The paper, published by Patrick Kelliher, chair of the Institute and Faculty of Actuaries’ Operational Risk Working Party, and IFoA working party member Vanessa Jaeger, details the types of cyber crime pension schemes are most vulnerable to, and of which scheme trustees need to be aware.
Though many schemes outsource their administration, under the Pensions Act 2004 trustees remain ultimately accountable for cyber security, and it is their job to establish sufficient controls governing both internal and external processes to ensure member and scheme data is kept secure.
“To the extent third parties are affected by cyber attacks, they are likely to be held responsible in the first place,” they wrote.
“However, this does not absolve the responsibility of trustees for ensuring the third parties they use have adequate cyber risk controls, nor eliminate the possibility that a scheme may be fined under [the General Data Protection Regulation] for data breaches by third parties processing data on their behalf — who would be classed as data processors under GDPR.”
For schemes that keep their operations in-house, Mr Kelliher and Ms Jaeger point to the Pensions Regulator’s cyber risk principles as being an effective guide.
“At a minimum, the scheme should look to follow basic cyber hygiene frameworks such as the [National Cyber Security Centre’s] Cyber Essentials framework or the US National Institute of Standards and Technology’s Cybersecurity Framework,” they stated.
Schemes that outsource their operations may delegate the task of managing cyber risk but not ultimate responsibility, and trustees “should assure themselves of the strength of third-party cyber controls both at the outset and on an ongoing basis”.
Mitigating the financial impact of a successful cyber attack is likewise important, Mr Kelliher and Ms Jaeger continued.

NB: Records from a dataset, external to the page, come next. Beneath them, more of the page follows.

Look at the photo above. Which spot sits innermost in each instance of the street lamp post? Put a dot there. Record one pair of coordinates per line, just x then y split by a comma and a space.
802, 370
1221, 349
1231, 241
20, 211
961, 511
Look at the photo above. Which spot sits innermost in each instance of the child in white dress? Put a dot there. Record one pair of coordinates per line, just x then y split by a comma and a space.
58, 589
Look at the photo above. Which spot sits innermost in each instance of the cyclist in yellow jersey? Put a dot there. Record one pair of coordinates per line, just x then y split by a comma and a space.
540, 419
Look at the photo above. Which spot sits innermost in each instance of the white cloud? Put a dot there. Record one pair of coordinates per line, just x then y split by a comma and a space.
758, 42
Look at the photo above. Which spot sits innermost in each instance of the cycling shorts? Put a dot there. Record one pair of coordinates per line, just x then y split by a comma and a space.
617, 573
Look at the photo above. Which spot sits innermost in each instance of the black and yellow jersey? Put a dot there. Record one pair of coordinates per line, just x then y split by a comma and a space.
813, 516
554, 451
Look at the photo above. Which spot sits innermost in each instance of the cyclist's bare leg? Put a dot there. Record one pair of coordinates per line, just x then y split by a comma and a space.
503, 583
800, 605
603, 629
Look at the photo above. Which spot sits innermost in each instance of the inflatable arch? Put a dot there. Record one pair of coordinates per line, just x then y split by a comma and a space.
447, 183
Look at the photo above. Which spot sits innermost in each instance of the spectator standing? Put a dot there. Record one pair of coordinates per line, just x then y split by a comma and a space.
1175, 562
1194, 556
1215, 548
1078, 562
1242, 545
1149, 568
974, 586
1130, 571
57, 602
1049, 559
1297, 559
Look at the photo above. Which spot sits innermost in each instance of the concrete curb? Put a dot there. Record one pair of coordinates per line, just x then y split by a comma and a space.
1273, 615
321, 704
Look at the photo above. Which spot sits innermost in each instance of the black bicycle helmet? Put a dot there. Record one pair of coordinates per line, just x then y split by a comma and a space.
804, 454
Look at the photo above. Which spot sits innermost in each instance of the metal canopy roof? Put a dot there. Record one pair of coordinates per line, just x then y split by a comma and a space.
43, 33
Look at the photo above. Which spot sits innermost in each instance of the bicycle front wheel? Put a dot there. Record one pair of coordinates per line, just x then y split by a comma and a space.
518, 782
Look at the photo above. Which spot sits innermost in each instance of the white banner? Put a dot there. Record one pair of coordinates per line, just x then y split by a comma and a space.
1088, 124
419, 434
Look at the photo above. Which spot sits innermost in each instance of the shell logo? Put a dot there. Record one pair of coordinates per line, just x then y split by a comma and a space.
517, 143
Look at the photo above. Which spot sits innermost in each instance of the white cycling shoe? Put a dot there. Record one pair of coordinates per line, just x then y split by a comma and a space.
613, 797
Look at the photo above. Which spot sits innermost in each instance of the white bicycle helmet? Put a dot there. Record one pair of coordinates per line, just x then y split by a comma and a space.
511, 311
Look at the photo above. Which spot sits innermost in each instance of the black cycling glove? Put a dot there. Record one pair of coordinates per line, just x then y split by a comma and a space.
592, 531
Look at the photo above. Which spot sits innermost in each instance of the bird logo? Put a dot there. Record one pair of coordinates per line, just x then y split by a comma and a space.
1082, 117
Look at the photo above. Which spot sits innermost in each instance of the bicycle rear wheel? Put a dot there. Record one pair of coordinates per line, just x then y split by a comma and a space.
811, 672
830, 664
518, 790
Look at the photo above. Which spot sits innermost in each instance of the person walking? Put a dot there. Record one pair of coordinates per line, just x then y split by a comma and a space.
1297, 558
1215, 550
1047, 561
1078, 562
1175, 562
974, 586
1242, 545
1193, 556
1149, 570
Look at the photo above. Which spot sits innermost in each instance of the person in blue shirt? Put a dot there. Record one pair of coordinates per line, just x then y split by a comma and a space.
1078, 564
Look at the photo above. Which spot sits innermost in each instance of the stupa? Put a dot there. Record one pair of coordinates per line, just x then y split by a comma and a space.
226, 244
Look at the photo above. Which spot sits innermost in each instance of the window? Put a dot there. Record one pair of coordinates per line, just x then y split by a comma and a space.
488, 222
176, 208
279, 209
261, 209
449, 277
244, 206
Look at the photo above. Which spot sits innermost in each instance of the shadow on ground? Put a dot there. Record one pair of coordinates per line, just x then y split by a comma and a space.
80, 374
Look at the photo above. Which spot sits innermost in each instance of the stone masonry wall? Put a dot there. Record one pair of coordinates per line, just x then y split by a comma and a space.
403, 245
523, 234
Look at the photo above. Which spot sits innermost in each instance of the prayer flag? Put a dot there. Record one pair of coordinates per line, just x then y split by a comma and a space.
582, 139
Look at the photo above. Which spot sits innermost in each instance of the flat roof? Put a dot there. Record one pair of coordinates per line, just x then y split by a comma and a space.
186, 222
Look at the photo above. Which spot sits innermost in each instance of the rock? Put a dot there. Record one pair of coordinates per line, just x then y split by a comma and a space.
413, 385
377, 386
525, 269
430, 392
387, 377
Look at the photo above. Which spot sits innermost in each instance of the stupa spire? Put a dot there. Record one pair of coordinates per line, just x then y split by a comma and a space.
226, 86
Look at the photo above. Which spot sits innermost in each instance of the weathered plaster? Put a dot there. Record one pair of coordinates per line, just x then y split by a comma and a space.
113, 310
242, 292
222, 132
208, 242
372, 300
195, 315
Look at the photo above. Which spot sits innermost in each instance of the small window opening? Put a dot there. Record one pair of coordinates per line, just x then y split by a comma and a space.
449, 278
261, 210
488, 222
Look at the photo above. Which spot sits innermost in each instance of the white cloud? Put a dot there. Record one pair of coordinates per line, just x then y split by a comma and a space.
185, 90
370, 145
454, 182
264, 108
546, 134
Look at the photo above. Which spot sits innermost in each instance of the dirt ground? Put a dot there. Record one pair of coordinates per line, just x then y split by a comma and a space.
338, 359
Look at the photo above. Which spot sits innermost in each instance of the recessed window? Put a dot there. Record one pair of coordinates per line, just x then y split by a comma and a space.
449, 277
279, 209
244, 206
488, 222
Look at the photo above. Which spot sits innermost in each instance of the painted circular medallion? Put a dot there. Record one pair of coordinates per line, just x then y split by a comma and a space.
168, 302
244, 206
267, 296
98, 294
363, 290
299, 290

Trustees should consider whether third parties have sufficient financial resources to deal with the cost of a successful attack, while also paying attention to their sponsor’s cyber controls to ensure they are not left exposed.
“Cyber risk poses a significant threat to pension schemes with the ability to cripple the administration of the scheme, breach the confidentiality of member records, or defraud the scheme and the employer,” they concluded.